Other scientists agree. Here is an important statement by *Ostrom:
"It is obvious that we must now look for the ancestors of flying birds in a period of time much older than that in which Archaeopteryx lived."—*J. Ostrom, Science News, 112 (1977), p. 198.
"Unfortunately, the greater part of the fundamental types in the animal realm are disconnected [from each other] from a paleontological point of view. In spite of the fact that it is undeniably related to the two classes of reptiles and birds (a relation which the anatomy and physiology of actual living specimens demonstrates), we are not even authorized to consider the exceptional case of the Archaeopteryx as a true link.
"By link, we mean a necessary stage of transition between classes such as reptiles and birds or between smaller groups. An animal displaying characters belonging to two different groups cannot be treated as a true link as long as the intermediate stages have not been found, and as long as the mechanisms of transition remain unknown."—*L. du Nouy, Human Destiny (1947), p. 58.
15: Modern birds have been found in the same strata. Bones of modern birds have been found in the same type of rock strata—the Jurassic—in which Archaeopteryx was found. (They have been found in eastern Colorado.) According to evolutionary theory, this cannot be; for millions of years ought to be required for Archaeopteryx to change into a regular bird. If it was alive at the same time as modern birds, how can it be their ancient ancestor? Birds have also been found in the Jurassic limestone beds of Utah.

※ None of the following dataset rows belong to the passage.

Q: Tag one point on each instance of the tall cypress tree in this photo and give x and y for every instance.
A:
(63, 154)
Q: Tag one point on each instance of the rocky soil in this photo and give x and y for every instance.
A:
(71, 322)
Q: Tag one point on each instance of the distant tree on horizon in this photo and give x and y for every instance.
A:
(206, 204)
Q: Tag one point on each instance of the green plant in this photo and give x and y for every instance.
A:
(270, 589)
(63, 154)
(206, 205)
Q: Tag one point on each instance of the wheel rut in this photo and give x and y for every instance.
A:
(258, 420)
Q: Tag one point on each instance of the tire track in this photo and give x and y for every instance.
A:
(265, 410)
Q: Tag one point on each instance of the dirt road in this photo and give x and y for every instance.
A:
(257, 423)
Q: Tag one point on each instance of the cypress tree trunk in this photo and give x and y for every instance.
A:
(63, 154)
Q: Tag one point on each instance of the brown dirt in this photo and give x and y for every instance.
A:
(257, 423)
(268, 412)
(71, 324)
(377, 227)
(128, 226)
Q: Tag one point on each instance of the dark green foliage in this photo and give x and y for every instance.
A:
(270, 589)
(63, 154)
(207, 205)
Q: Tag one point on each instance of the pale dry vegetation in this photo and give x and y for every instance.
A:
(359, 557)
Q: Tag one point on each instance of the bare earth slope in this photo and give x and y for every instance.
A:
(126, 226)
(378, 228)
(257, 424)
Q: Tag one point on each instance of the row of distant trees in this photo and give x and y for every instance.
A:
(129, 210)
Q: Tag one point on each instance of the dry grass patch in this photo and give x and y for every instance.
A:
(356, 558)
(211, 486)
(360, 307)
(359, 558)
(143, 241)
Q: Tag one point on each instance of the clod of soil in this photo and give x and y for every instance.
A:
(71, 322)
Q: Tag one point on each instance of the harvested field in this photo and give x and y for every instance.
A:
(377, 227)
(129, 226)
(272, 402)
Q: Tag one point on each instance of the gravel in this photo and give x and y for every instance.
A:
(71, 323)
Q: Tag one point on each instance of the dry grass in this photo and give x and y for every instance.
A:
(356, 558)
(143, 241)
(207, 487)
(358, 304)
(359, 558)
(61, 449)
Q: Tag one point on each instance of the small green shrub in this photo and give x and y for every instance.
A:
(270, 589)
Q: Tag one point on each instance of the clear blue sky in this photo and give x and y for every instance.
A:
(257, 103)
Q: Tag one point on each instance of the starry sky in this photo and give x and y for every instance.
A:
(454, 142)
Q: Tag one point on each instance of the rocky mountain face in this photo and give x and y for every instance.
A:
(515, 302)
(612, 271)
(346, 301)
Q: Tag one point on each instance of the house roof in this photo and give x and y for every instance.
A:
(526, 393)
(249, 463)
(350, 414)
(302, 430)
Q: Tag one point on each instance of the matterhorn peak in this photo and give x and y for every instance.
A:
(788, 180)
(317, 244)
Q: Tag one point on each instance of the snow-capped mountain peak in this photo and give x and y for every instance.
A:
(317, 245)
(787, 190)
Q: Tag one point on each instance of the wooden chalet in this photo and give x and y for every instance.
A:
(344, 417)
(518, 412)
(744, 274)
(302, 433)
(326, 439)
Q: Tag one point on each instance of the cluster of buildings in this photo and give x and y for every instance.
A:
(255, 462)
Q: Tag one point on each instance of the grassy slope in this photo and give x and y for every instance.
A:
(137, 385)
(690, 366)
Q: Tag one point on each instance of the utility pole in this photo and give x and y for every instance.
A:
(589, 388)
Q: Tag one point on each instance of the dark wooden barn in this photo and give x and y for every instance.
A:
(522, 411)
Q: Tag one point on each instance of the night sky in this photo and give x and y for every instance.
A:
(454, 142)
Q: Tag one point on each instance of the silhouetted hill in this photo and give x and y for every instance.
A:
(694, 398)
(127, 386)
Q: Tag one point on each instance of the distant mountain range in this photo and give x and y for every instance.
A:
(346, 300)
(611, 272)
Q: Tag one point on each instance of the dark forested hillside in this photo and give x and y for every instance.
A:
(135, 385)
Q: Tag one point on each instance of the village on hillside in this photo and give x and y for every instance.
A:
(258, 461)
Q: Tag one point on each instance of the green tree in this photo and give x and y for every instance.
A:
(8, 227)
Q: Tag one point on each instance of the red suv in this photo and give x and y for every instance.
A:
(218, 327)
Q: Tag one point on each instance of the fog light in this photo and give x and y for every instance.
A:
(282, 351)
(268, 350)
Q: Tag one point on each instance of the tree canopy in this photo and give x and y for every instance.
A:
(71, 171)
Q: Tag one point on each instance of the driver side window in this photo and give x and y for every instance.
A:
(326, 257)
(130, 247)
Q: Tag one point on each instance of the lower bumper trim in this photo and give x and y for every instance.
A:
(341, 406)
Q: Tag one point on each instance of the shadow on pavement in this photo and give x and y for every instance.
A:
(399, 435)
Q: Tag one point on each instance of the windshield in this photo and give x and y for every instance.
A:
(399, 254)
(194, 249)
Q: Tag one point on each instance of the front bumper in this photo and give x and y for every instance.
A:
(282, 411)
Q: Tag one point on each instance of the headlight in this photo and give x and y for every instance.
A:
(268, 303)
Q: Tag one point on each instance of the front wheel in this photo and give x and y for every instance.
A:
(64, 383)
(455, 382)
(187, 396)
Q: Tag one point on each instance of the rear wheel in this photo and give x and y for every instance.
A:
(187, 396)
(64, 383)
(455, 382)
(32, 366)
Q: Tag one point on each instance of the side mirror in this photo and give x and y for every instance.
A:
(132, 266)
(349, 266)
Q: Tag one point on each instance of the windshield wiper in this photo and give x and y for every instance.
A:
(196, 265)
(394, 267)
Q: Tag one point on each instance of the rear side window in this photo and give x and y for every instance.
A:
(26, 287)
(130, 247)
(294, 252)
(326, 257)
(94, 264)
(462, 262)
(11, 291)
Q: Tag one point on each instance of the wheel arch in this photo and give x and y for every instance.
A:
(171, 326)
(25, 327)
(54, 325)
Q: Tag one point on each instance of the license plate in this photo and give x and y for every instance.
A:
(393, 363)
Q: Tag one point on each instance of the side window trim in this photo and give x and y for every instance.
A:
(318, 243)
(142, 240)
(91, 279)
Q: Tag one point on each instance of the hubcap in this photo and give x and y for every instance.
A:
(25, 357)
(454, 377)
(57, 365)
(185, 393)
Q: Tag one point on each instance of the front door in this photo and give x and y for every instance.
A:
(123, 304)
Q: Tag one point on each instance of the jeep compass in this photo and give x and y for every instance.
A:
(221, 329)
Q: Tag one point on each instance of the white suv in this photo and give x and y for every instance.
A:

16: Modern birds have been found below it! Not only do we find modern birds in the same strata with Archaeopteryx,—but we also find them below it!
"Perhaps the final argument against Archaeopteryx as a transitional form has come from a rock quarry in Texas. Here scientists from Texas Tech University found bird bones encased in rock layers farther down the geological column than Archaeopteryx fossils."—Richard Bliss, Origins: Creation or Evolution (1988), p. 46.
Two crow-sized birds were discovered in the Triassic Dockum Formation in Texas. Because of the strata they were located in, those birds would, according to evolutionary theory, be 75 million years older than Archaeopteryx! More information on this Texas discovery can be found in *Nature, 322 (1986), p. 677.